Beiermänner geben den Ton an¶

In Gruiten wird eine alte Tradition gepflegt: das Beiern. Es ähnelt einem Glockenspiel.

Von Sylke Jacobs
Gruiten – Einmal im Jahr klingen die Kirchenglocken der römisch-katholischen St. Nikolaus-Kirche im Gruitener Dorf anders – dann läuten sie nicht durch den Betrieb der Glockenanlage, sondern spielen eine traditionelle Melodie.
Das „Beiern“ ist ein alter Brauch, der den Gruitenern erhalten geblieben ist. Die schweren massigen Kirchenglocken werden bei der Technik des „Beierns“ auf eine spezielle Art mit dem Klöppel von Hand angeschlagen – in Gruiten am Nikolaustag und alle zwei bis vier Jahre zu Ehren der festlichen Prozession.

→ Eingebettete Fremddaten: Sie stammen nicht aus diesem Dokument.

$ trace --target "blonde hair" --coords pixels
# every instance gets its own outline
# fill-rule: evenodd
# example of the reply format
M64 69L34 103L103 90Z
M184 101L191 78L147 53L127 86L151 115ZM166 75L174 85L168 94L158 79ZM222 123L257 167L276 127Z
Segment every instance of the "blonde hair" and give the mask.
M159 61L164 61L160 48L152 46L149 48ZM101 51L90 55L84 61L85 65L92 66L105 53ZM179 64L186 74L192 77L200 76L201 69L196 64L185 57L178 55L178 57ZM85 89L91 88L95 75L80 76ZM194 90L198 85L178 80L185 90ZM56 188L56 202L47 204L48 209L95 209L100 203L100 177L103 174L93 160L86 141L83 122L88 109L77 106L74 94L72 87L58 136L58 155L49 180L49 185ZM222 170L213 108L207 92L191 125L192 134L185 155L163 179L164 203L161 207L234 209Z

Den Kälberstrick fest im Griff, die Schlaufe gut mit dem Klöppel verbunden zogen Josef Ahrweiler und Ralf Guski am Montag, 12. Dezember, je ihren Glockenklöppel rhythmisch im Takt und schlugen ihn dabei gegen den inneren Glockenmantel.
Kein einfaches Unterfangen, im engen Gebälk des Glockenstuhls grenzt dieser musikalische Akt nahezu an Akrobatik.
Dabei liegt der Ursprung des „Beierns“ im 15. Jahrhundert und verstand sich einst als Überbringer „Froher Nachrichten vom Turm“, meist zu besonderen Anlässen, wie dem Kirchweihfest.
Ermuntert durch die Beiermelodien begannen die Menschen sich zu der melodischen Tonabfolge Sprüche auszudenken: „Wir loben dich, wir preisen dich, denn groß ist deine Herrlichkeit, in ewig, in ewig“ oder „De Kermes kütt, de Kermes kütt, de Kermes, Kermes, Kermes kütt“ – denn die Kirmes galt damals als fester Bestandteil des Kirchweihfestes.
Im Zuge des 2. Weltkrieges wurde das Beiern allerdings eingestellt und in Gruiten entfernte man sogar drei der Glocken aus dem Turm.
„Mein Vater Heinrich Ahrweiler hat das Beiern 1979 zum 100. Kirchweihtag nach Gruiten zurückgebracht“, erinnerte sich Josef Ahrweiler. Er selbst sei damals 27 Jahre alt gewesen und durfte den Vater nunmehr beim Beiern begleiten.
Das sei jedes Mal ein Erlebnis gewesen, die Kälberstricke habe man sich beim Bauern nebenan ausgeliehen, erzählte er weiter. Und für die alteingesessenen Gruitener, die das Beiern noch aus der Zeit vor dem Krieg kannten, sei das ein willkommenes „Comeback“ gewesen.
Ein Comeback hatten zuvor auch die drei fehlenden Kirchenglocken, die während des Krieges entfernt worden waren und 1953 zurück in den Turm kamen beziehungsweise durch neue ersetzt wurden.
Die älteste im Turm verbliebene Glocke ist die St. Nikolaus-Glocke von 1521. Ihre Inschrift verrät: „St. Nikolaus heiße ich, zur Ehren Gottes läute ich, die Toten beklage ich, die Lebenden rufe ich und Jan van Neuss goss mich“. Sie ist mit 1.200 Kilogramm ein echtes Schwergewicht.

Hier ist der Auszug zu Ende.